Marketing Modeling Mix and Linear Regression

Today’s marketing industry is highly fragmented. Companies no longer communicate to consumers through just one communication medium, for example television or newspaper advertisements. Marketers are now challenged with employing intensive, integrated marketing campaigns that involve media buying, search engine marketing, promoted tweets, blogger outreach, and so forth. The list can become quite exhaustive.

Each campaign component must work together to effectively promote the brand and product, while making the best use of the marketing budget. When employing these campaigns marketers are often challenged with the question of how to effectively divide the budget between each of these communication mediums. For example, would spending additional money on social media versus television advertisements increase sales?

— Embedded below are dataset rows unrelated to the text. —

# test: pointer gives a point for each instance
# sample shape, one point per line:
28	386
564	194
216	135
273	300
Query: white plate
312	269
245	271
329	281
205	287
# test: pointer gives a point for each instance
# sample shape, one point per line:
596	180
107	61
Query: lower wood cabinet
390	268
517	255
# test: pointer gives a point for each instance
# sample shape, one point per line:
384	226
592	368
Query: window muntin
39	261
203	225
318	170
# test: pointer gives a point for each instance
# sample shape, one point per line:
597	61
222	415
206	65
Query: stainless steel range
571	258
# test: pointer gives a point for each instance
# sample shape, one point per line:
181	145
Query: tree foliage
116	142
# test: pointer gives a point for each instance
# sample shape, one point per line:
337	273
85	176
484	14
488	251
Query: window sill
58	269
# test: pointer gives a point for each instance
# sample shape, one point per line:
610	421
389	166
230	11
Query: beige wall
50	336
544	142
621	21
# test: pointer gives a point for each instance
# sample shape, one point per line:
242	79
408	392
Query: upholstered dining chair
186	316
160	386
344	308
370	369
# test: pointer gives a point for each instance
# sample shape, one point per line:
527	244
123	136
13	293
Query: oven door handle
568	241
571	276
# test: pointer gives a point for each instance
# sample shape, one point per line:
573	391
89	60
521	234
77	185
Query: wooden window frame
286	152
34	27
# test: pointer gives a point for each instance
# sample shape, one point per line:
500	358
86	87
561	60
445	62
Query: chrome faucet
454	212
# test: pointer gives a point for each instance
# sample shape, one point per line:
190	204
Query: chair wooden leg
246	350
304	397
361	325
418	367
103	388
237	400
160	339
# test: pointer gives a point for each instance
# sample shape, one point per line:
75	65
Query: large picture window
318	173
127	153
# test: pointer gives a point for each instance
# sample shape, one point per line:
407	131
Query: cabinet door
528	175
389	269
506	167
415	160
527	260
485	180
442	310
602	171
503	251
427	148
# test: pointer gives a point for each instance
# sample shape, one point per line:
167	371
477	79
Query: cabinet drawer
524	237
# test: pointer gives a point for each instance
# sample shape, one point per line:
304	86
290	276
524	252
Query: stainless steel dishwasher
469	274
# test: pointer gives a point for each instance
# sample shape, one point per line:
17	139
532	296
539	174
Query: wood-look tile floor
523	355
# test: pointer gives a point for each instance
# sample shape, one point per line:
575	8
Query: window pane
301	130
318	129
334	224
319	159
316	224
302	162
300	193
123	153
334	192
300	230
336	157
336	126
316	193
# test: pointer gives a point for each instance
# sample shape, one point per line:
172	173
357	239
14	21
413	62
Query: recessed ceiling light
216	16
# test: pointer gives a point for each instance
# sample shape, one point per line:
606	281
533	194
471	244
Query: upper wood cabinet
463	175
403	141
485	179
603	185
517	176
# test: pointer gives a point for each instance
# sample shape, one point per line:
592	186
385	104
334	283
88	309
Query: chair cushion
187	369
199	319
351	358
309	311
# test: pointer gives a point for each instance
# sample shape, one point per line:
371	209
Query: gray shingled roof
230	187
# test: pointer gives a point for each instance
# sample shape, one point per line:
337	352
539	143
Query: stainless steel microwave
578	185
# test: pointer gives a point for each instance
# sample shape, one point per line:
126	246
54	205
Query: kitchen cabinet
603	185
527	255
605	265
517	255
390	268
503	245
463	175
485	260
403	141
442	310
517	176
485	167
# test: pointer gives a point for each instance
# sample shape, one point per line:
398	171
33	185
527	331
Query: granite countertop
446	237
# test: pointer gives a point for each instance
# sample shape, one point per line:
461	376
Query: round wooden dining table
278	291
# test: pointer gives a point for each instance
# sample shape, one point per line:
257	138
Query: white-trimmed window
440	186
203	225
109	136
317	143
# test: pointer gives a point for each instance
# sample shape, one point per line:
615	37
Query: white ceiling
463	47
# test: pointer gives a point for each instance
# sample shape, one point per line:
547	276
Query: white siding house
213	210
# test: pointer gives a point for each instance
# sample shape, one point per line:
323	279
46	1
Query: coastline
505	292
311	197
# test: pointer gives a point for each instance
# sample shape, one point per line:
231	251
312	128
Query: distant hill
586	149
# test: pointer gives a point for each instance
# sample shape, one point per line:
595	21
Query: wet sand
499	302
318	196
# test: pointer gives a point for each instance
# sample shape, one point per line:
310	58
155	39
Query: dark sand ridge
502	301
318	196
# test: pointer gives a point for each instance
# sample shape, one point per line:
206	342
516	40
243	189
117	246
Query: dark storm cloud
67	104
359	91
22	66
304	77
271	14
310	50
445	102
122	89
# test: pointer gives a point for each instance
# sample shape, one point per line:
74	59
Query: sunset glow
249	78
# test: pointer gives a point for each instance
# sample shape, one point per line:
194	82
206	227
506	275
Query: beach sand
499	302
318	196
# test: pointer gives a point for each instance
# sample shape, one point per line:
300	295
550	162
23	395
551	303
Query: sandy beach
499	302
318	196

With the business analysis tools available today companies can now create models that will show the effect each communication medium will have on sales. This modeling can be referred to as Marketing Mix Modeling (MMM). When using big data, companies can use MMM in conjunction to explain what marketing tactics generate the most sales and factors that cause the ups and downs of sale. Some examples of factors that can cause sales ups and down include seasonality, coupons and new campaign launches. In its simplest form, MMM is linear regression.

Through linear regression we can model the relationship between two or more variables such as price and sale.  Linear regression looks at the effect of independent variables, such as price, on the dependent variable, typically sales.

For example, The Walt Disney Company & SAS Institute utilized linear regression to find ways to increase their sales. In Disney’s initial findings they learned that a decrease in price increased sales more than increase in television advertisements. In addition, television advertisements increased sales more than online advertisements. This was all found by creating a linear regression.

Instead of creating a scenario of trial and error to determine optimal spending of Disney’s marketing budget, Disney was able to run a regression analysis to find the optimal spending for each medium of communication to maximize sales.

Derived from the basic linear line formula, y = m*x + b, linear regression utilizes the same basic principle where y is the dependent variable, m is the coefficient (or slope), x is the independent variable, and b is the y-intercept.

In a simplified from of linear regression, Disney’s prediction of sales, based on price, could be used by the following equation: Sales = b0– b1 *Price. This equation depicts for every one-unit increase in price, there will be an equal decrease in sales.

In a more complex and accurate form, the equation could consist of many independent variables. Increasing the number of significant independent variables also increases the accuracy of the regression. A more complex fictional illustration of Disney’s linear regression equation could consist of the following: Sales = 3.279 -0.2*Price + 0.06*TV + 0.002*Online + 0.0016*Print + 0.0007*Direct Mail.

Although the primary use of linear regression in marketing is forecasting sales in response to marketing tactics. Linear regression is highly adaptive and can be used for a variety of facets. For instance, eHarmony uses historical data to create a linear regression to match compatible users based on personality traits.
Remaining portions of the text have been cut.